Сестра ничего не ответила. Они исступленно терла никелированный поднос, и так начищенный до блеска.
Равич сидел в бистро на Буасьерской и сквозь потеки дождя смотрел на улицу, когда вдруг увидел за окном лицо того человека. Это был как удар под дых. На миг он оторопел и вообще не понимал, что происходит, но еще через секунду, оттолкнув столик, он вскочил со стула и, не обращая внимания на многочисленных посетителей, кинулся к выходу.

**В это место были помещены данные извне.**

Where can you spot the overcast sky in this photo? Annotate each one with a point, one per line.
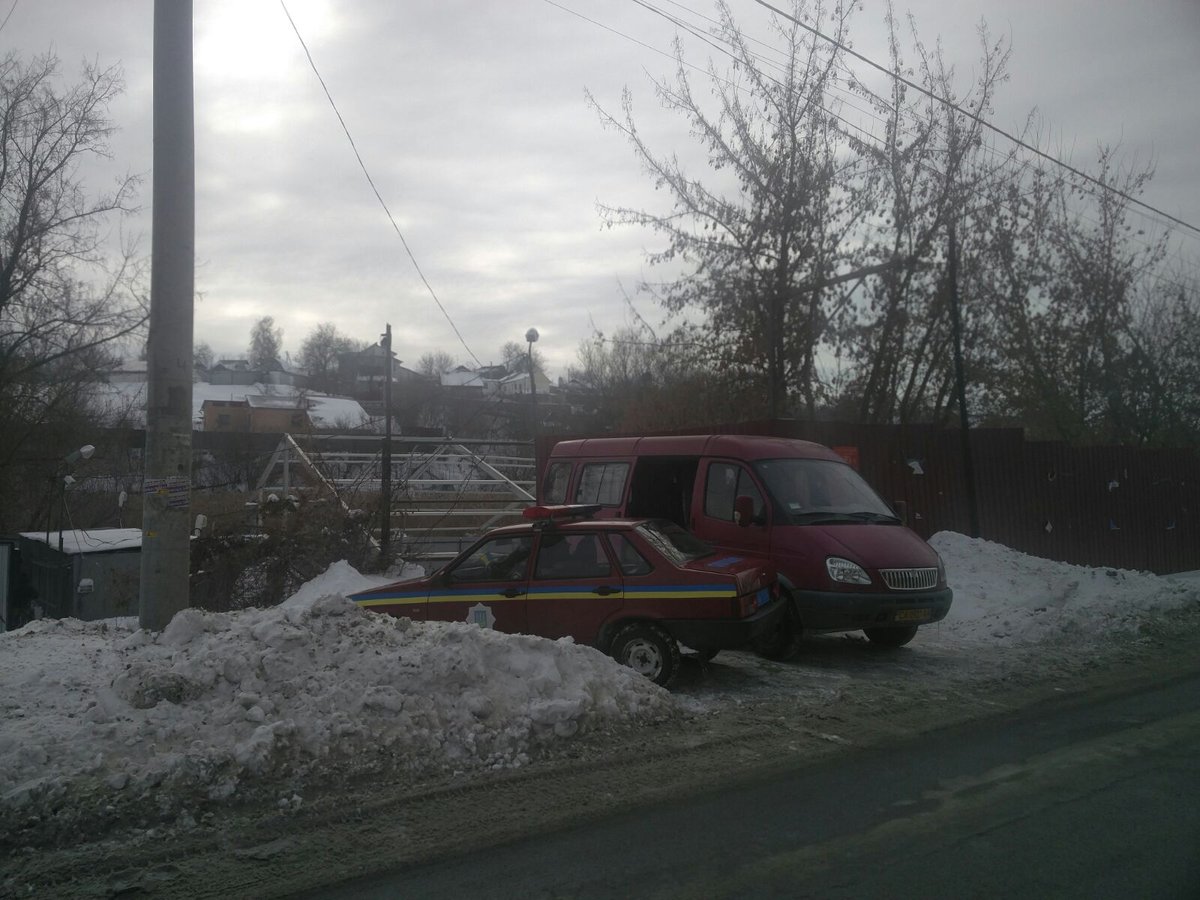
(471, 117)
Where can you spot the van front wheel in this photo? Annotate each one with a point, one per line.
(778, 645)
(891, 636)
(647, 649)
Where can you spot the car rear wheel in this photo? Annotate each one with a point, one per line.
(891, 636)
(647, 649)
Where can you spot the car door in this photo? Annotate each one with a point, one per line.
(724, 481)
(486, 587)
(575, 586)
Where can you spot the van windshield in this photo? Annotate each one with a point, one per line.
(673, 543)
(822, 492)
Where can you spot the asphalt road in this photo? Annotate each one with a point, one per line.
(1084, 798)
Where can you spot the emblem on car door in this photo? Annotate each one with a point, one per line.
(480, 615)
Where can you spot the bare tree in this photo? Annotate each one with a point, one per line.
(927, 172)
(203, 354)
(763, 233)
(66, 293)
(265, 342)
(516, 358)
(433, 363)
(319, 353)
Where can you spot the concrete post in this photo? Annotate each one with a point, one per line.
(166, 525)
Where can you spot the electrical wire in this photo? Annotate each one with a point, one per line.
(979, 119)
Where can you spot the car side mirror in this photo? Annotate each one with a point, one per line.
(743, 511)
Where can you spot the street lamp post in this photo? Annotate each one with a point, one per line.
(64, 479)
(532, 337)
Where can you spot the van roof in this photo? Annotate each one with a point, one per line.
(739, 447)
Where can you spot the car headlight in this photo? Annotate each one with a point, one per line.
(846, 571)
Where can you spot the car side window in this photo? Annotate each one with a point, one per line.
(504, 558)
(727, 481)
(553, 486)
(629, 557)
(603, 483)
(575, 556)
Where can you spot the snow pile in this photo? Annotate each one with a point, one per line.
(222, 702)
(1002, 597)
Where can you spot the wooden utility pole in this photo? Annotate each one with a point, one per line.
(385, 462)
(167, 485)
(960, 388)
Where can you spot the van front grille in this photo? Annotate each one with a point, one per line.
(910, 579)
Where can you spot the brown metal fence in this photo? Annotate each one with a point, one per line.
(1120, 507)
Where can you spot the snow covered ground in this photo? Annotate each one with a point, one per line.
(106, 717)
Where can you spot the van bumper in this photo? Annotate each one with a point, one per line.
(726, 634)
(847, 611)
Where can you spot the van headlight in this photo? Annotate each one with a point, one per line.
(846, 571)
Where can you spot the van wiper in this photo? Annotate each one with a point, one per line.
(821, 516)
(873, 517)
(831, 517)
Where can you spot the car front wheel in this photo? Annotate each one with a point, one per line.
(647, 649)
(891, 636)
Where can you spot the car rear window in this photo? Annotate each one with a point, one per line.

Кто-то цапнул его за рукав. Он обернулся.
– Что?
Оказалось, это официант.
– Месье, вы не расплатились.
– Что? Ах да… Сейчас вернусь. – Он попытался вырваться.
Официант побагровел.
– Не положено! Вы…
– Держите…
Равич выхватил из кармана купюру, швырнул ее официанту и рванул на себя дверь. Протиснувшись сквозь кучку людей у входа, он метнулся за угол, на Буасьерскую.
Кого-то он толкнул, еще кто-то ругнулся ему вслед. Он опомнился, перешел с бега на быстрый шаг, но такой, чтобы не бросалось в глаза. «Это невозможно, – пронеслось у него в голове, – невозможно, с ума сойти, нет, невозможно! Лицо, это лицо, чушь, видимо, просто сходство, случайное, но чудовищное сходство, дурацкая игра воспаленного воображения – да не может он быть в Париже, он в Германии, в Берлине, это просто мокрое стекло, было плохо видно, вот я и обознался, наверняка обознался…»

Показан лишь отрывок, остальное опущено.